"It is altogether curious, your first contact with poverty. You have thought so much about poverty — it is the thing you have feared all your life, the thing you knew would happen sooner or later; and it is all so utterly and prosaically different. You thought it would be quite simple; it is extraordinarily complicated. You thought it would be terrible; it is merely squalid and boring. It is the peculiar lowness of poverty that you discover first; the shifts that it puts you to, the complicated meanness, the crust-wiping. ..."
— George Orwell, "Down and Out in Paris and London"
Awakened at 5:45 a.m. by cats fighting underneath my car. Not just the usual screeching & urgently creepy yowling — they were bumping up & down against the chassis & the oil pan, really locked into it.
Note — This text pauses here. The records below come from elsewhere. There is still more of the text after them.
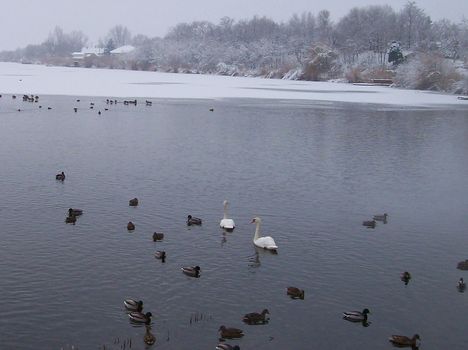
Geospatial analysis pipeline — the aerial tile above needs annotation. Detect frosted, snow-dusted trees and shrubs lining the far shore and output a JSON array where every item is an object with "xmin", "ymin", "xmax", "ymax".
[{"xmin": 0, "ymin": 1, "xmax": 468, "ymax": 93}]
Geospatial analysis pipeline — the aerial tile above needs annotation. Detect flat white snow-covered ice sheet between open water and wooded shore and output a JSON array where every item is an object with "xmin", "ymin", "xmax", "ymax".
[{"xmin": 0, "ymin": 62, "xmax": 468, "ymax": 108}]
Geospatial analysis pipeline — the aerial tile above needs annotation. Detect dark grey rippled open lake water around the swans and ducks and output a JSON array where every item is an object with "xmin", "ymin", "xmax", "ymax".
[{"xmin": 0, "ymin": 95, "xmax": 468, "ymax": 350}]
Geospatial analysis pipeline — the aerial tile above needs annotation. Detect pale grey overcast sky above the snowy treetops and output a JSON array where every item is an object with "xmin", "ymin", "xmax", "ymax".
[{"xmin": 0, "ymin": 0, "xmax": 468, "ymax": 50}]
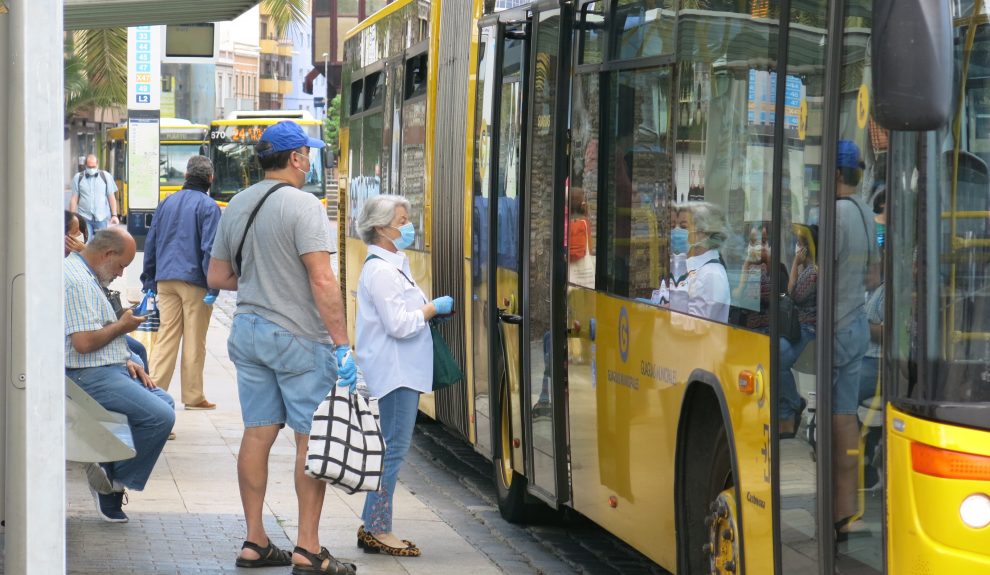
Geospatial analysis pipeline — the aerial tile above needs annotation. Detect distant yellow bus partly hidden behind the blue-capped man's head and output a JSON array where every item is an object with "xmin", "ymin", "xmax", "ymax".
[{"xmin": 210, "ymin": 110, "xmax": 327, "ymax": 207}]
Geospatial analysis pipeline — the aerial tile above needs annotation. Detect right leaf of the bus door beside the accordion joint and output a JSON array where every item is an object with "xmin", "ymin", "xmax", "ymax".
[{"xmin": 520, "ymin": 0, "xmax": 571, "ymax": 507}]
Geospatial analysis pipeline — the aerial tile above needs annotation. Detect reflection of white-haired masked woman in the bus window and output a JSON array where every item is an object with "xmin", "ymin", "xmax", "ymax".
[{"xmin": 670, "ymin": 202, "xmax": 731, "ymax": 322}]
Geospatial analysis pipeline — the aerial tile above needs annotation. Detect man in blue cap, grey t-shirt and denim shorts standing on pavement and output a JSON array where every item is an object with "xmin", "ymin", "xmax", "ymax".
[{"xmin": 207, "ymin": 121, "xmax": 356, "ymax": 574}]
They broke loose & I heard their high-pitched wailing move off into the distance. That's what I get for parking in the parking lot of an apartment complex, but I have to keep moving around so as to stay invisible, so I often go to apartment complexes and park in the 'visitor' spaces. Have to keep my head down below the window-line so patrolling security cops don't see me, but they often make just cursory rounds at most places, go through the motions so they can write in their logs that they checked the grounds. I've seen those guys drive through parking lots at what must be 35 mph, so they can get back to their parking spaces & read their books or sit & collect pay while staring into the dark. Since I couldn't get back to sleep, I moved the car to a public lot & as it got toward daylight I consulted I Ching, throwing the coins six times just outside the door of the car onto the pavement. Dug my James Legge translation out of the trunk of the car & read the interpretation of the hexagram, as I've done every morning for the last 10 years. I left my Wilhelm translation in storage in Lexington Kentucky, so I have to use only Legge until I can get some other translations & interpretations at a local library, where I have a card now. After that, I pasted some printouts of e-mails into 2 or 3 of the collage-books I have going & put them in the rear window so they'd dry when the sun came out. Then hopped on a MAX train without a ticket & went downtown to get one of the lunch bags from St. Michael's & then go to the sit-down lunch at Blanchet House.
Drawing pencil sketches in the dark in my car, with a Maglite, using pencils lifted from the public library & little scraps of paper they put out for patrons to write down call numbers on. Then pasted some of the drawings into free staple-bound books the library has on shelves, pasting over the Russian, Spanish, Vietnamese texts about this, that & the other.
Reading at the library till I feel like I’ve got eyestrain. Going over various interpretations of I Ching that I can find. I wouldn’t call them ‘translations.’ What’s to translate? There aren’t any originals. But it speaks volumes that the basic ideas come through anyway, down through the aeons. Some people who publish these I Chings have little pieces of the idea, & this includes the great Confucius, who knew he only had pieces of the idea & said as much. And sometimes even the most insignificant interpretations contain a few new insights that touch the Big Idea. Wilhelm is considered so authoritative, but he too has only glimpses & sometimes gets things wrong. He's too Jungian. But he does seem to get his share of the idea illuminated. Legge too, Legge confesses to being perplexed in places, but he laid the groundwork for western understanding & acceptance of The Book Of Changes. We all have the whole idea & whole insight in us, but we can’t wrap our minds around it, or can’t keep our minds wrapped around it, anyway, even though we grasp it in its entirety in flashes & instants, which come after a lot of work otherwise & groping around in the dark trying.
Sunday is buffet day at Blanchet House, so you can get large helpings of whatever they have. The food is strictly utilitarian & often the fruit salad looks as if it's been dropped on the floor & scraped up, but how can one complain? Don't look a gift horse in the mouth & all that. The other night at Portland Rescue Mission they had what someone in line today at Blanchet House called “four star cuisine for Portland Rescue Mission,” a sardonic reference to whatever the gruel was, I can't even remember. But it was good enough that guys in line were remarking on it. I find it funny that there's this sense of humor about it all, and that I often hear homeless people rating the food at the various kitchens, just like people in an office discussing the food at Applebee’s vs. some other such place. But why would I think homeless people aren't the same as ordinary employed people with places to live? Are we homeless folks, after all, all supposed to be going around with our tails between our legs because we're homeless? In fact, there are nights when there is jolly good cheer in those food kitchens, especially while standing in the daily lines waiting to eat. Sometimes you stand there for a half hour, 45 minutes if you're really starved and want to get in in a hurry right when the doors open. Tonight, a man covered from head to foot in tar came walking along to get in line. He had tar in his hair, under his fingernails, all over his neck and face, his clothes & boots were covered. He spotted someone he knew standing in the line & said, “Hey, it's buffet night, so I dressed for dinner!”